2/14/11

Friends make the world go round

The preschool students worked together to make these cards for the elementary students and teachers.  They did most of the work while I was off teaching cyclamen Valentine art in the lunchroom, or helping the nappers settle down, so I was amazed at the results.  The lead teacher came up with the idea from a picture of stick figures circling the globe, and from the discovery of a box of "worry dolls".

The children exchanged Valentines this morning.  There were more handmade cards than I can ever recall, either made by the child or by the child with a parent.  Another fun card was printed on photo paper with two snapshots of the student.  That one will be a keeper.

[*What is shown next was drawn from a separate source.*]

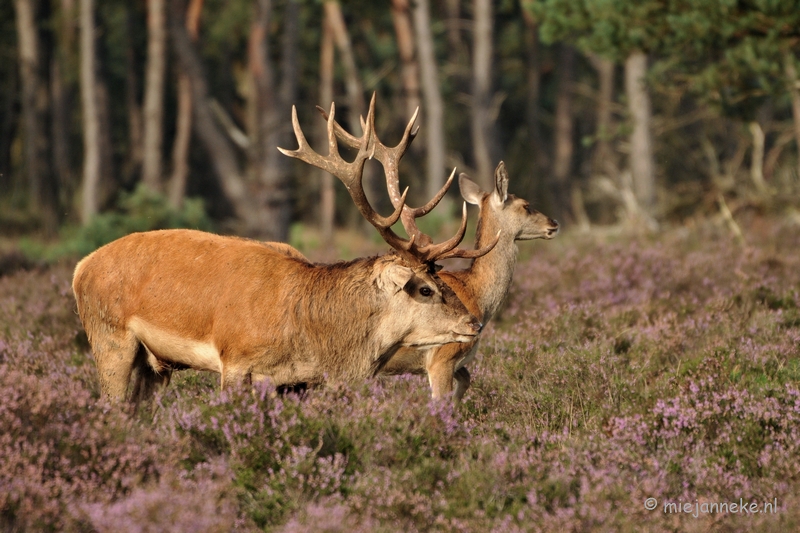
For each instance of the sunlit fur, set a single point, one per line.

There weren't many Disney princess or Barbie cards this year, although I still work in a severely magenta sequin ballet tutu environment.  Outfits that just a few years ago would have been worn on Halloween, as a flower girl in a wedding, or for dress-up playtime at home are now considered appropriate everyday school attire.  Those get-ups don't scare me nearly as much as pants that proclaim "SWEET" or "JUICY" across the rear (although frequently worn backwards by preschoolers).  I can't imagine ever sending my sons off to Mothers-Day-Out or kindergarten in shorts with words on the rear or fly, let alone pants that announced "STUD" or "HUNK".  I was just praying the boys would get to the restroom in time and then remember to flush, zip, and wash their hands!

I'm looking forward to reading Peggy Orenstein's book, Cinderella Ate My Daughter:  Dispatches from the Front Line of the New Girlie Girl Culture, having read the NYTimes and ALA Booklist reviews.  Fifty years ago we played dress-up princesses in our mothers' old peignoirs and petticoats, although some girl always had to be the stepmother in a terrycloth bathrobe or the queen in a creepy fox stole.  On a good afternoon it might be your turn to be the princess and meet Prince Charming. Girls now seem to feel entitled to be The Princess all day everyday.

Now it just ain't right to take photos of total strangers in public places, especially if those strangers are children.  If only I could have!  Lunching at Corner Bakery, I watched a four year old girl enter with her father.  She was dressed in an eye-popper brown jumper with gigantic aqua polka dots.  She had matching brown eyeglasses with tiny aqua dots and no lenses.  Her hair was rubberbanded in some carrot sprout asymmetrical ponytails.  In her right hand she dangled a tango Barbie by the ankles.  In her left hand she dangled an upside-down Ken wearing nothing but a smile.  Let's allow kids to be oblivious for a few more years.

Happy Valentines Day!


© 2011 Nancy L. Ruder

1 comment:

Kathleen said...

And Happy V-Day to you, too, dear woman!